In the figure given, from the top of a building AB = 60 m high, the angles of depression of the top and bottom of a vertical lamp post CD are observed to be 30° and 60° respectively. Find :
(i) the horizontal distance between AB and CD.
(ii) the height of the lamp post.

Solution:
In △ABC
∠ACB = 60°
\(\frac { AB }{ BC }\) = tan 60°

BC = \(\frac{\mathrm{AB}}{\tan 60^{\circ}}\)
BC = \(\frac{60}{1.73}\) = 34.68 m
In △AXD
\(\frac { AX }{ XD }\) = tan 30°
⇒ XD = BC
∴ \(\frac { AX }{ BC }\) = tan 30°
\(\frac{\mathrm{AX}}{34.68}\) = tan 30°
⇒ AX = 34.68 × \(\frac{1}{\sqrt{3}}\)
AX = 34.68 × \(\frac { 1 }{ 1.732 }\) = 20.02 m
∴ CD = AB – AX
= 60 – 20.02 = 39.98 m
= 40 m (approx)

Question 16.
An aeroplane at an altitude of 250 m observes the angle of depression of two boats on the opposite banks of a river to be 45° and 60° respectively. Find the width of the river. Write the answer correct to the nearest whole number.
Solution:
Let aeroplane is at position O and ship 1 is at point A and ship 2 is at point B.
⇒ OM is the altitude drawn from point O towards the river.
In △OMA
45° = \(\frac{\mathrm{OM}}{\mathrm{AM}}\)

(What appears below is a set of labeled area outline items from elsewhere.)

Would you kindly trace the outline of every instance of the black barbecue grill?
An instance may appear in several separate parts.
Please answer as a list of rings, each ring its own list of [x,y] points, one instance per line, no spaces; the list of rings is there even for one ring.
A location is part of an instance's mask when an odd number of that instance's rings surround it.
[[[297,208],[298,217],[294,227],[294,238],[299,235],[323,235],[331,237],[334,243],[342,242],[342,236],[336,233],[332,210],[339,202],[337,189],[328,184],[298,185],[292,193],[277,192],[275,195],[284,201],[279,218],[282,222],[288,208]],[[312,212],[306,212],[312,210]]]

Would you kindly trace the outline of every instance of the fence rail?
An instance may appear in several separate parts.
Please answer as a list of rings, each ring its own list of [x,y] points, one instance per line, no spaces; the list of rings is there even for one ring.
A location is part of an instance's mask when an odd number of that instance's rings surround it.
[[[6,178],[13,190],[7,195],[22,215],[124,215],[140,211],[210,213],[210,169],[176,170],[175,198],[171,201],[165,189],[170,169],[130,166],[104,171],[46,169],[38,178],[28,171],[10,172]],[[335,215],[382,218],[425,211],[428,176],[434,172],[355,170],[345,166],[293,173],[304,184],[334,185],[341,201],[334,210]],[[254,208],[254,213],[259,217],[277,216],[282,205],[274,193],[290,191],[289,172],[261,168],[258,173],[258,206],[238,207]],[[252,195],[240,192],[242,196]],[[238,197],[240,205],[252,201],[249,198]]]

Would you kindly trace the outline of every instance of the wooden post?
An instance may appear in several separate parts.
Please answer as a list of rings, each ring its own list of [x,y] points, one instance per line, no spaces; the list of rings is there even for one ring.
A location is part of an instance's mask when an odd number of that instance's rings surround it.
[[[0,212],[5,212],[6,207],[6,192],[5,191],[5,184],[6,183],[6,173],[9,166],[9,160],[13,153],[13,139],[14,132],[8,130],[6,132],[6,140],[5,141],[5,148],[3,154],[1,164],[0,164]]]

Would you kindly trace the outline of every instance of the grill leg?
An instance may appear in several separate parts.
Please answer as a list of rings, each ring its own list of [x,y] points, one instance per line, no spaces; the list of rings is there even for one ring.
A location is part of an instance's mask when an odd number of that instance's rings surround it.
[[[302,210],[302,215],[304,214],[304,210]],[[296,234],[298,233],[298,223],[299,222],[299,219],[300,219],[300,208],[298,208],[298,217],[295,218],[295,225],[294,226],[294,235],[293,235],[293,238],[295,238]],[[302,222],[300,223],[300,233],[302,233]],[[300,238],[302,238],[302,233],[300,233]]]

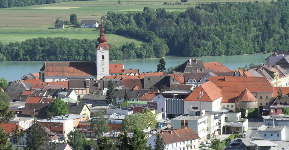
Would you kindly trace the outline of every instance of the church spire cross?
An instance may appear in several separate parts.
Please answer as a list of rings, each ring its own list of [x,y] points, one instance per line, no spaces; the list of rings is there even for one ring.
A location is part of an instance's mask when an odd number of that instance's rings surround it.
[[[103,22],[101,20],[101,28],[100,29],[100,34],[99,37],[97,38],[97,41],[99,43],[96,46],[97,49],[99,49],[101,46],[104,46],[107,49],[109,48],[109,46],[105,43],[105,42],[108,41],[108,39],[105,37],[105,35],[104,34],[104,29],[103,29]]]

l = \(\frac{250}{x}\) {∵ tan 45° = 1}
⇒ x = 250 m
In △OMB, tan 60° = \(\frac{250}{y}\)
⇒ √3 = \(\frac{250}{y}\) ⇒ y = \(\frac{250}{\sqrt{3}}\) = \(\frac{250}{1.73}\)
y = 144.34
∴ Width of river = x + y = 250 + 144.34 = 394.34 m

Question 17.
The horizontal distance between two towers is 120 m. The angle of elevation of the top and angle of depression of the bottom of the first tower as observed from the second tower is 30° and 24° respectively.
Find the height of the two towers. Give your answer correct to 3 significant figures.

Solution:
Consider the following figure:

Tan 30° = \(\frac { AE }{ EC }\)
⇒ \(\frac{1}{\sqrt{3}}\) = \(\frac { AE }{ 120 }\)
⇒ \(\frac{120}{\sqrt{3}}\) = AE
∴ AE = 69.28 m
tan 24° = \(\frac { EB }{ EC }\)
⇒ 0.445 = \(\frac { EB }{ 120 }\)
∴ EB = 53.43 m
Thus, height of first tower, AB = AE + EB = 69.28 + 53.43 = 122.71 m
And, height of second tower, CD = EB = 53.427 m

Question 18.
An aeroplane at an altitude of 1500 metres finds that two ships are sailing towards it in the same direction. The angles of depression as observed from the aeroplane are 45° and 30° respectively. Find the distance between the two ships.
Solution:
A is the aeroplane, D and C are the ships sailing towards A. Ships are sailing towards the aeroplane in the same direction.
In the figure, height AB = 1500 m
C and D are the positions of two ships

To find: Distance between the ships, that is CD
In the right-angled △ABC,
tan 45° = \(\frac { 1500 }{ BD }\) ⇒ \(\frac{1}{\sqrt{3}}\) = \(\frac { 1500 }{ BD }\)
⇒ BD = 1500√3 m
⇒ BD = 1500(1.732) m
⇒ BD = 2598 m
∴ Distance between the ships = CD
= BC – BC
= 2598 – 1500 = 1098 m
So, the distance between the two ships is 1098 m.